Daily Archives: March 13, 2009

Questions About the German Language Classification

Updated March 28. In response to some criticisms, I agreed with Professor den Besten in part by removing Limburgs and South Gulderish from Macro-German. I put them in Macro-Dutch, which I will hopefully do a post on in the future. With languages like these, it’s pretty hard to tell where Dutch ends and German begins.I also split Veluws into East Veluws, which stayed in German, and West Veluws, which moved over to Dutch.

In response to the German language post, Hans den Besten, a top Dutch Germanist linguist, first agrees broadly with my classification, but then makes a critique about the scope of Macro-German:

But what is lacking is a definition of what counts as a German dialect. This may differ from case to case. The Low Saxon dialects of the Netherlands may have been included because they are an extension of Low Saxon Niederdeutsch, even though they are under the roof of Schrift-Dutch rather than Schrift-Deutsch. That Limburgish has been included may be due to a couple of High German Low German isoglosses running through that area. But if even South Guelderish and Veluws are included (in so far as I know Veluws is Franconian but for the eastern strip along the Overijssel) I don’t see any reason why Brabantian-East Flemish, West Flemish, Zealandic and Hollandic should be excluded. Furthermore, the exclusion of West and North Frisian also needs some justification. Referring to Anglo-Frisian isoglosses will not be enough because unlike English these languages share a lot of syntax with the rest of Continental West Germanic, since they are SOV cum Verb Second. And if we try to set the two Frisians apart by referring to the idiosyncrasies of the verbal cluster (no Ersatz-Infinitiv, strict head-final order but for the Frisian “kortstaarten” litt. ’short tails’) then — maybe — Gronings should be taken out of your list of German dialects/languages because it shares a lot of verbal cluster syntax with West Frisian.

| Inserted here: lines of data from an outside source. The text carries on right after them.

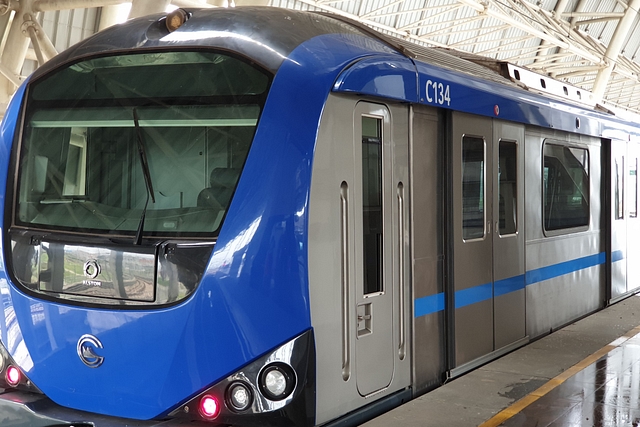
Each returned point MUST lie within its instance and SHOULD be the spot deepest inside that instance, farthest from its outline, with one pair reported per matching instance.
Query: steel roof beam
(615, 47)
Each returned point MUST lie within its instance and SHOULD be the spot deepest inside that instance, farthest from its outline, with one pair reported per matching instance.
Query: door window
(508, 187)
(473, 187)
(372, 203)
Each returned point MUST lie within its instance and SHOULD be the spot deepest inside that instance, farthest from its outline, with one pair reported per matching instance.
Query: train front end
(154, 232)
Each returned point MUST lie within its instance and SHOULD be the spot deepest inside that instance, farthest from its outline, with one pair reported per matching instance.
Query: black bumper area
(20, 409)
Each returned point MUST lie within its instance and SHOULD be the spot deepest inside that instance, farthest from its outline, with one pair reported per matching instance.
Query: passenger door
(379, 244)
(618, 220)
(508, 240)
(488, 247)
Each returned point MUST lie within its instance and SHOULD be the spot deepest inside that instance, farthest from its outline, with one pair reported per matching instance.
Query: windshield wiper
(147, 177)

Hans poses a number of interesting questions about the borders of Macro-German. Let’s look at them one by one.

The Dutch dialects and languages are on this page. As Brabantian-East Flemish, West Flemish, Zealandic and Hollandic are listed as Dutch on that page, I am treating them as Macro-Dutch and not Macro-German.

As far as Gronings goes, I am treating it as Macro-German due to Ethnologue’s grouping here. As you can see, Low Saxon is treated as separate from Macro-Dutch there and also in my treatment. To me, it is better to see Macro-Dutch as something equal to Low Franconian and to put Low Saxon in with Macro-German.

In terms of Frisian, Ethnologue places it outside of Macro-German altogether along with English in the West Germanic Family. Keep in mind that Germanic and German are not synonymous. After all, Swedish is Germanic but not German.

As far as Veluws, Ethnologue sees it as Low Saxon and not as Low Franconian.

Ethnologue has no listing for South Guelderish or for anything similar. South Guelderish is a very confusing classification, that, if anything, looks like a sister language to Limburgs, if not a part of Limburgs itself.

After conferring with a Dutch linguistics professor, I have now decided to remove Limburgs, South Guelderish and the related Low Rhenish lects spoken across the border in Germany from Macro-German.

I have put them in Macro-Dutch, and hopefully will redo the classification of Dutch soon in a separate post. As far as two languages, one called Southeast Limburgs/Aachen, and another called Low Dietsch, they have stayed in Macro-German, because my professor friend described at least the SE Limburgs lects as Ripuarian, with Ripuarian automatically going to Macro-German.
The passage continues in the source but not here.